At Lot Has Happened In The Local Press – Springfield is Starting to get it.

Drought could force nuclear plants to close

By MITCH WEISS

THE ASSOCIATED PRESS____________

LAKE NORMAN, N.C. –Nuclear reactors across the Southeast could be forced to throttle back or temporarily shut down later this year because drought is drying up the rivers and lakes that supply power plants with the awesome amounts of cooling water they need to operate.

Utility officials say such shut­downs probably wouldn’t result in blackouts. But they could lead to shockingly higher electric bills for millions of Southerners because the region’s utilities may be forced to buy expensive replacement power from other companies.

Already, there has been one brief, drought-related shutdown at a reactor in Alabama.

“You need a lot of water to operate nuclear plants,” said Jim Warren, executive director of N.C. Waste Awareness and Reduction Network, an environ­mental group critical of nuclear power. “This is becoming a cri­sis.”
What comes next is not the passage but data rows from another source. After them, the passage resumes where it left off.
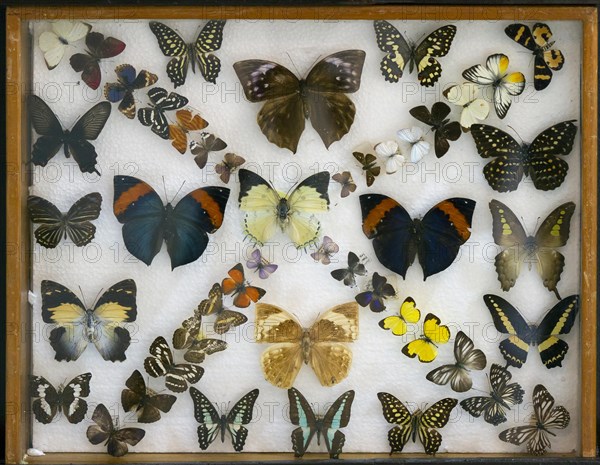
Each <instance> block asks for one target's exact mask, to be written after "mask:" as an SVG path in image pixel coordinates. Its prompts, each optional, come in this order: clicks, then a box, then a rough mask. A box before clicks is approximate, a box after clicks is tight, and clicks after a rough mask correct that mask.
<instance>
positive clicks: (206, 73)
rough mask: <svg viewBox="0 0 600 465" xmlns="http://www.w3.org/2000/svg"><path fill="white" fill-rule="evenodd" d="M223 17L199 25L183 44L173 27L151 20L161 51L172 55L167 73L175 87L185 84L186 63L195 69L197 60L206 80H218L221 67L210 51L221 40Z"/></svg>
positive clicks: (219, 46) (214, 50) (160, 50)
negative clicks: (221, 19)
mask: <svg viewBox="0 0 600 465" xmlns="http://www.w3.org/2000/svg"><path fill="white" fill-rule="evenodd" d="M224 27H225V21H222V20H211V21H209V22H207V23H206V25H205V26H204V27H203V28H202V30H201V31H200V33H199V34H198V37H197V38H196V41H195V42H194V43H191V44H186V43H185V41H184V40H183V39H182V38H181V36H180V35H179V34H177V33H176V32H175V31H174V30H173V29H171V28H170V27H169V26H167V25H166V24H163V23H159V22H158V21H150V30H151V31H152V33H153V34H154V35H155V36H156V39H157V40H158V46H159V47H160V51H161V52H163V54H164V55H165V56H167V57H172V58H171V60H170V61H169V63H168V64H167V75H168V76H169V79H170V80H171V82H172V83H173V86H175V88H177V87H179V86H181V85H183V84H185V78H186V76H187V72H188V67H189V65H190V64H191V65H192V72H194V73H195V72H196V64H198V68H199V69H200V73H201V74H202V76H203V77H204V79H206V81H207V82H211V83H213V84H214V83H215V82H217V77H218V76H219V72H220V71H221V60H219V58H217V57H216V56H215V55H213V54H212V53H211V52H214V51H216V50H219V49H220V48H221V44H222V43H223V28H224Z"/></svg>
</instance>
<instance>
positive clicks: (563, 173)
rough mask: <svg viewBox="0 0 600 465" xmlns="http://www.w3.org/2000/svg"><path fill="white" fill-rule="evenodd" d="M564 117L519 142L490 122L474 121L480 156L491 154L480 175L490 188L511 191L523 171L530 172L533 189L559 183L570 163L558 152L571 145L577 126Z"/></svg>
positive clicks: (558, 184)
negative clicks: (562, 119)
mask: <svg viewBox="0 0 600 465" xmlns="http://www.w3.org/2000/svg"><path fill="white" fill-rule="evenodd" d="M574 123H575V121H574V120H572V121H563V122H562V123H558V124H555V125H554V126H551V127H549V128H548V129H546V130H544V131H542V132H541V133H540V134H539V135H538V136H537V137H536V138H535V139H534V140H533V142H532V143H531V144H519V143H518V142H517V141H516V140H515V139H514V138H513V137H512V136H510V135H508V134H507V133H505V132H504V131H501V130H500V129H498V128H495V127H493V126H488V125H485V124H474V125H473V126H471V135H472V136H473V140H474V141H475V146H476V147H477V152H478V153H479V155H481V157H482V158H490V157H492V161H490V162H489V163H488V164H487V165H485V167H484V168H483V175H484V176H485V179H487V182H488V184H489V185H490V186H491V188H492V189H494V190H495V191H498V192H510V191H514V190H516V189H517V187H519V183H520V182H521V180H522V179H523V175H525V176H531V180H532V181H533V185H534V186H535V187H536V189H540V190H543V191H548V190H553V189H556V188H557V187H559V186H560V185H561V184H562V182H563V181H564V180H565V177H566V175H567V171H568V170H569V165H568V164H567V162H566V161H564V160H562V159H560V158H558V156H557V155H568V154H569V153H571V150H572V149H573V142H574V141H575V134H577V126H575V124H574Z"/></svg>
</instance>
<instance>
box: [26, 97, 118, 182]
mask: <svg viewBox="0 0 600 465" xmlns="http://www.w3.org/2000/svg"><path fill="white" fill-rule="evenodd" d="M110 110H111V107H110V103H108V102H100V103H97V104H96V105H94V106H93V107H92V108H90V109H89V110H88V111H87V112H86V113H85V114H84V115H83V116H82V117H81V118H79V120H78V121H77V122H76V123H75V125H74V126H73V129H70V130H69V129H63V127H62V125H61V124H60V122H59V121H58V118H57V117H56V115H55V114H54V113H53V112H52V110H51V109H50V107H49V106H48V105H47V104H46V102H44V101H43V100H42V99H41V98H39V97H38V96H37V95H31V96H30V97H29V114H30V117H31V124H32V125H33V128H34V129H35V132H37V133H38V134H39V135H40V136H41V137H39V138H38V139H37V140H36V141H35V143H34V144H33V151H32V153H31V162H32V163H33V164H34V165H36V166H46V165H47V164H48V162H49V161H50V159H51V158H52V157H54V155H56V154H57V153H58V151H59V150H60V149H61V147H62V148H63V152H64V154H65V157H67V158H69V157H70V156H71V155H72V156H73V159H74V160H75V162H76V163H77V165H78V166H79V169H80V170H81V172H82V173H96V174H98V175H99V174H100V172H99V171H98V170H97V169H96V158H98V154H97V153H96V149H95V148H94V146H93V145H92V144H90V142H89V141H90V140H96V139H97V138H98V136H99V135H100V133H101V132H102V129H103V128H104V125H105V124H106V121H107V120H108V117H109V116H110Z"/></svg>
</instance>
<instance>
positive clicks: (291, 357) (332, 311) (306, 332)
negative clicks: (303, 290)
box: [255, 302, 358, 389]
mask: <svg viewBox="0 0 600 465" xmlns="http://www.w3.org/2000/svg"><path fill="white" fill-rule="evenodd" d="M255 337H256V342H259V343H271V344H273V345H272V346H271V347H269V348H268V349H267V350H265V351H264V352H263V354H262V356H261V360H260V361H261V366H262V369H263V373H264V375H265V379H266V380H267V381H269V382H270V383H271V384H273V385H275V386H277V387H280V388H284V389H289V388H290V387H292V385H293V384H294V380H295V379H296V376H297V375H298V373H299V371H300V368H301V367H302V362H304V363H305V364H310V365H311V367H312V368H313V370H314V371H315V374H316V375H317V378H319V381H320V382H321V384H322V385H323V386H333V385H335V384H337V383H339V382H340V381H342V380H343V379H344V378H346V377H347V376H348V372H349V371H350V365H351V364H352V352H351V351H350V349H348V347H347V346H346V345H345V344H343V343H344V342H353V341H354V340H355V339H356V338H357V337H358V304H357V303H356V302H348V303H345V304H341V305H337V306H336V307H333V308H331V309H330V310H328V311H327V312H325V313H324V314H323V315H322V316H321V317H319V318H318V319H317V321H315V323H314V324H313V325H312V326H311V327H310V328H308V329H305V328H303V327H302V326H301V325H300V323H298V320H296V318H294V317H293V316H292V315H291V314H289V313H288V312H286V311H285V310H283V309H282V308H279V307H276V306H275V305H269V304H264V303H257V304H256V326H255Z"/></svg>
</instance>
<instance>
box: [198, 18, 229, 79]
mask: <svg viewBox="0 0 600 465" xmlns="http://www.w3.org/2000/svg"><path fill="white" fill-rule="evenodd" d="M224 27H225V21H223V20H210V21H208V22H207V23H206V25H205V26H204V27H203V28H202V30H201V31H200V33H199V34H198V38H197V39H196V43H195V44H194V51H195V52H196V59H197V60H198V64H199V66H200V72H201V73H202V76H203V77H204V79H206V81H207V82H211V83H213V84H214V83H216V82H217V77H218V76H219V72H220V71H221V61H220V60H219V58H217V57H216V56H215V55H213V54H212V53H209V52H214V51H216V50H219V49H220V48H221V44H222V43H223V28H224Z"/></svg>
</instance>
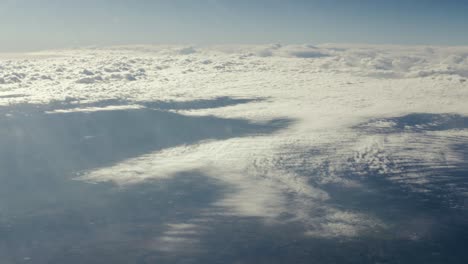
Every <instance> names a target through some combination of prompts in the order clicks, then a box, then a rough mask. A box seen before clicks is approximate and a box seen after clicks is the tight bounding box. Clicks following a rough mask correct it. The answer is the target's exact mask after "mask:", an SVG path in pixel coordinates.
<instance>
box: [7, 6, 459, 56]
mask: <svg viewBox="0 0 468 264" xmlns="http://www.w3.org/2000/svg"><path fill="white" fill-rule="evenodd" d="M467 11H468V0H467V1H463V0H459V1H454V0H439V1H433V0H413V1H411V0H392V1H390V0H386V1H385V0H374V1H371V0H360V1H358V0H355V1H353V0H288V1H286V0H284V1H283V0H232V1H229V0H198V1H197V0H153V1H150V0H0V51H16V50H37V49H47V48H61V47H74V46H84V45H114V44H153V43H154V44H164V43H167V44H173V43H178V44H226V43H241V44H261V43H277V42H280V43H313V44H317V43H326V42H334V43H377V44H432V45H468V29H467V28H468V26H467V25H468V14H467Z"/></svg>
An Associated Press analysis of the nation’s 104 nuclear reac­tors found that 24 are in areas experiencing the most severe levels of drought.

All but two are built on the shores of lakes and rivers and rely on intake pipes to draw bil­lions of gallons of water to cool and condense steam after it has turned the plants’ turbines.

Over the next several months, the water could drop below the intake pipes altogether. Or the shallow water could become too hot under the sun to use as coolant.